Este comentario sólo pretendo que sirva como modo de referencia y, al mismo tiempo, como una anécdota más de la historia de la evolución social y de los modales tangerinos, por lo tanto no es mi intención ofender a nadie. No voy hablar del saber estar y la etiqueta, ni voy a tratar de indagar en los conceptos impropios o en comportamientos equivocados. Sólo me referiré, nunca se me ha olvidado, a aquella tos tempranera, repetitiva y constante de algunos inquilinos de la medina, de sus plazoletas y callejuelas, entre las que se desarrolló gran parte de mi infancia. No quiero ser cruel e irrespetuoso tratando de desmenuzar este único argumento, que durante tantos años ha permanecido empolvado en mi memoria: “la tos crónica”. Tranquilos, ha pasado y seguirá pasando, me imagino, en un montón de lugares por el mundo. Me conformaré con decir lo que pienso e intentaré, en mi más llana modestia, escribir sobre ello aunque, a veces, me moleste en leer las tonterías que cuento.

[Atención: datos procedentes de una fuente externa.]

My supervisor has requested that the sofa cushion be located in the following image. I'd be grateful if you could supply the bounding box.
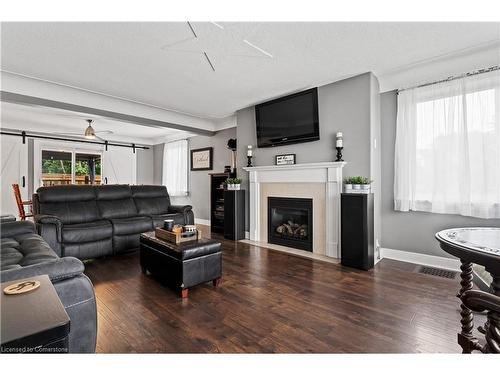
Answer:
[62,220,113,243]
[95,185,137,219]
[0,233,59,271]
[36,185,99,224]
[110,216,153,236]
[150,213,188,228]
[131,185,170,215]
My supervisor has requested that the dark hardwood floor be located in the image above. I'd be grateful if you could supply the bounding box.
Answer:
[86,231,474,353]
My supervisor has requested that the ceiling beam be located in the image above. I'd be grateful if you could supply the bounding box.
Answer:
[0,91,215,136]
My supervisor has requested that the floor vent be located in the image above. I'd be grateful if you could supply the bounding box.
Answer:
[417,266,458,279]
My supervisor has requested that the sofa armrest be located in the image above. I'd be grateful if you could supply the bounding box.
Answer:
[1,221,36,238]
[168,205,193,214]
[0,257,85,283]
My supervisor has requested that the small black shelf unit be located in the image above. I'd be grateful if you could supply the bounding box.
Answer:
[210,173,229,233]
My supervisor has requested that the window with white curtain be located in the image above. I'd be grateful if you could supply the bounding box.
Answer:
[163,139,188,197]
[394,70,500,218]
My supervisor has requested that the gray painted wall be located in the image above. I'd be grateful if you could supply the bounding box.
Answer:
[236,73,379,230]
[381,91,500,257]
[153,128,236,220]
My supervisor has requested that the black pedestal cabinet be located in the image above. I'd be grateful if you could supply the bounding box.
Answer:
[341,193,374,270]
[224,190,245,241]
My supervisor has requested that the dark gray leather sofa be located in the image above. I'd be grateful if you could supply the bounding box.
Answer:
[33,185,194,259]
[0,221,97,353]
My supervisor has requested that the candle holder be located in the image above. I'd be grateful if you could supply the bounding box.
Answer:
[335,147,344,161]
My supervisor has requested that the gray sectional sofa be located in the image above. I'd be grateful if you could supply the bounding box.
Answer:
[0,221,97,353]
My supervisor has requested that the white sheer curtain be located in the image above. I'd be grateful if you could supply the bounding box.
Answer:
[163,139,188,197]
[394,70,500,218]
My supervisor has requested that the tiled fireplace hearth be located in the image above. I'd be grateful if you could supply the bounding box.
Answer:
[243,162,345,258]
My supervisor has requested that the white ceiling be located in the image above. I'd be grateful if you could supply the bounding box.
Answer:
[0,102,188,145]
[1,22,500,118]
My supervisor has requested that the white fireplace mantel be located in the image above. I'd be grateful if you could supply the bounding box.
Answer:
[243,162,346,258]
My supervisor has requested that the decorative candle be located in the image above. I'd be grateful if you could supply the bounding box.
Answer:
[335,132,344,147]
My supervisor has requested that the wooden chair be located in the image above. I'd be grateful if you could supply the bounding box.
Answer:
[12,184,33,220]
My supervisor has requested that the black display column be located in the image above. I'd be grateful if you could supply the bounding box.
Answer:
[341,193,374,270]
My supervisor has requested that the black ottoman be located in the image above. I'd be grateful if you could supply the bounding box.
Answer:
[140,232,222,298]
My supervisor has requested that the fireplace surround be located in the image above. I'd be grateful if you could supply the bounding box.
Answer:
[267,197,313,251]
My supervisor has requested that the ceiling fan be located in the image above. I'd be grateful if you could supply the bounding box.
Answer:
[57,119,113,141]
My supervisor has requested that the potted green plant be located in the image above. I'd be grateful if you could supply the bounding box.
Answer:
[361,177,373,191]
[226,178,241,190]
[351,176,363,190]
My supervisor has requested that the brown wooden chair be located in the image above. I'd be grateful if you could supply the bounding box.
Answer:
[12,184,33,220]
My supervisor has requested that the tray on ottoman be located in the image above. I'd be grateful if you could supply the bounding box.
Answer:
[140,232,222,298]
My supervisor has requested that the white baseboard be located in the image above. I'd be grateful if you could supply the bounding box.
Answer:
[194,217,210,226]
[380,247,460,271]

Me acuerdo, en mis paseos por el casco antiguo, de aquellos energúmenos que se despertaban con caras desencajadas, con un cabreo de mil demonios y en los que no había el menor atisbo de una sonrisa amable. Deambulaban tosiendo, con aspecto crispado como zombis, en busca de un asiento en alguno de sus asiduos cafés. Hoy en día se les recomendaría que, con urgencia, acudieran al médico ya que esa tos podría ser síntoma de problemas de salud. Las causas probables de aquella tos irritante, aunque yo no soy médico ni tan siquiera conocedor de la materia, podrían ser infecciones virales, asma, enfermedades nasales, problemas estomacales y esofágicos, cambios térmicos bruscos de la climatología, consumo excesivo de tabaco, las bien conocidas pipas de la paz o, lo más seguro, los magníficos canutos súper cargados de la noche anterior….

A veces, el toser y toser sin tregua llegaba a convertirse en un gesto poco educado e incorrecto. Su frecuencia lo convertía en repugnante e incomodo para los presentes. A veces, iban acompañados de esputos y escupitajos desagradables. Se sacaban las flemas y gargajos, como por fuerza y pura necesidad, del fondo de sus pechos. ¡Horrible! Yo me pregunto, ¿cómo un reflejo involuntario del que desconocemos su causa puede llegar a ser tan molesto? Aquella tos se prolongaba en el tiempo, y sus sufridores le restaban importancia llegándose a acostumbrar a ella y convirtiéndola en un diario ritual matutino, pero la verdad es que se convertía en crónica y violenta.

Una vez tomado asiento, se bebían su café y encendían su primer cigarrillo; dos rituales que les servían para aclararse y despejarse la garganta y… hasta la mañana siguiente, en la que de nuevo volvían a sufrir tosiendo. ¡Qué le vamos a hacer, así lo recuerdo! ¡Era repugnante! Sin embargo ellos estaban listos para configurar de nuevo el físico y activar el carisma, siempre con humildad, convirtiéndose en supervivientes, pues como dice la propiedad conmutativa del producto: “El orden de los factores no altera el resultado”. Todo estaba oculto bajo una oscura apariencia serena, como la de un parado. Ya estaban listos para iniciar un nuevo día con su sobrecarga de falso orgullo tangerino, no necesitaban ayuda ninguna. Lo infame es que ellos desconocían, por completo, que estaban malgastando un valioso tiempo y –lo que es peor aun- el de lo demás.